Paul declares the general principle coverning the context: “Let each one remain in the same calling [marital, religious, or social status], in which he was called” (7:20) if possible.
Paul instructed the slaves, “Be obedient to those who are your masters according to the flesh, with fear and trembling, in the sincerity of your heart, as to Christ; not by way of eye–service, as men–-pleasers, but as slaves of Christ, doing the will of God from the heart. With good will render service, as to the Lord, and not to men, knowing that whatever good thing each one does, this he will receive back from the Lord, whether slave or free” (Eph 6:5–-8).
Can you imagine a slave who wants to serve his master willingly and faithfully, going beyond the minimal duty? What an impact this could have, especially when he declares himself to be a Christian! Light shines brightest in dark, dismal places.
Should circumstances change and he “can be made free, . . . use it” (1 Cor 7:21). Meanwhile, slaves should remember that they “were bought with a price.” The cost of their spiritual liberty was the life and blood of Jesus, which was a far higher price than their earthly master paid for them.
Therefore, they should “not become slaves of men” inwardly, even though outwardly they remained so.
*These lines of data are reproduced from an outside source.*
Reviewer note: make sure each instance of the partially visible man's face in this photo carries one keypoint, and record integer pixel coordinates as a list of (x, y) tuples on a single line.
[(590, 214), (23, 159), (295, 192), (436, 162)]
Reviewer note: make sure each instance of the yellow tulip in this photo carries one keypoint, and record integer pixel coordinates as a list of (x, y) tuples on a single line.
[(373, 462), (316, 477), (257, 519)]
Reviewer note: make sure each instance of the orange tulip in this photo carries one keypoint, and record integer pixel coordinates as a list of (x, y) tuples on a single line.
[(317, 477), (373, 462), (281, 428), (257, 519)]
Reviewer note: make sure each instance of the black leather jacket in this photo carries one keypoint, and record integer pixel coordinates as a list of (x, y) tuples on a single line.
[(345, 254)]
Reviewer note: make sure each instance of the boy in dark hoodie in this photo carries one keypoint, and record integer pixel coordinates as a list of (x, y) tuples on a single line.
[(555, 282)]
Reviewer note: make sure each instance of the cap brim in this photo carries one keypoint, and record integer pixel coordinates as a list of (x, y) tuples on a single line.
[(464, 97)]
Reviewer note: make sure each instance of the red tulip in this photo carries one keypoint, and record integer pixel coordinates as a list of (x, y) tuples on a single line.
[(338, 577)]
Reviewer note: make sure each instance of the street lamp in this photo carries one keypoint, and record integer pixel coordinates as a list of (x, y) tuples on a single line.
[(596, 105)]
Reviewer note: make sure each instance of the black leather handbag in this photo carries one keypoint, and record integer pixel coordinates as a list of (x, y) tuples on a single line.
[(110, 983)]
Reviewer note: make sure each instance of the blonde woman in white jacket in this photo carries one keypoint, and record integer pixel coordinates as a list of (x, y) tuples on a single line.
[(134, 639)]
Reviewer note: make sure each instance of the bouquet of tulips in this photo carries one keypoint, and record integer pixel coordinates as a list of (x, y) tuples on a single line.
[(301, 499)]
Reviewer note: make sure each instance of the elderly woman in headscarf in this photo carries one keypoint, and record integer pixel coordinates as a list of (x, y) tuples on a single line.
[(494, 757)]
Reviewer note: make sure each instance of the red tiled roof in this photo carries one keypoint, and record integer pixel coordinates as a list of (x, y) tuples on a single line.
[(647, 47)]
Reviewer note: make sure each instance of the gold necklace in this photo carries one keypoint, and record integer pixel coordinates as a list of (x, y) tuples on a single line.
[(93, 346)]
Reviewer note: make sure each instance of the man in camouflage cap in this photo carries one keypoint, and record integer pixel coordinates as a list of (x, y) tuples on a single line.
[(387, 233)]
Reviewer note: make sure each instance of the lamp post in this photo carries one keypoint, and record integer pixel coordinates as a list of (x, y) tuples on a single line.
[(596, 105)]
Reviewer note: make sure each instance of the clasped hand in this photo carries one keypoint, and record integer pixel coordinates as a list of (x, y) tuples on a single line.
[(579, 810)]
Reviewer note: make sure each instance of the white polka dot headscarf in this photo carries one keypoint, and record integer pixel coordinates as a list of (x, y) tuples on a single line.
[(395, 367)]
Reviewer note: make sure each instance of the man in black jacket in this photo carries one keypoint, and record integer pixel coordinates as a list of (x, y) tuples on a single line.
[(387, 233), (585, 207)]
They were inwardly free to serve whom they would, and they should choose to serve their master as a testimony to demonstrate what Christ could mean, even to a slave.
One can be free in spirit while a slave in body. Can you see an application to the marketplace ministry today?
“Dear Father, You do not want me to be a pleaser of men, but You do want me to live to love and serve others, as I love and serve You, whether at home or at my workplace. Please help me serve others today.”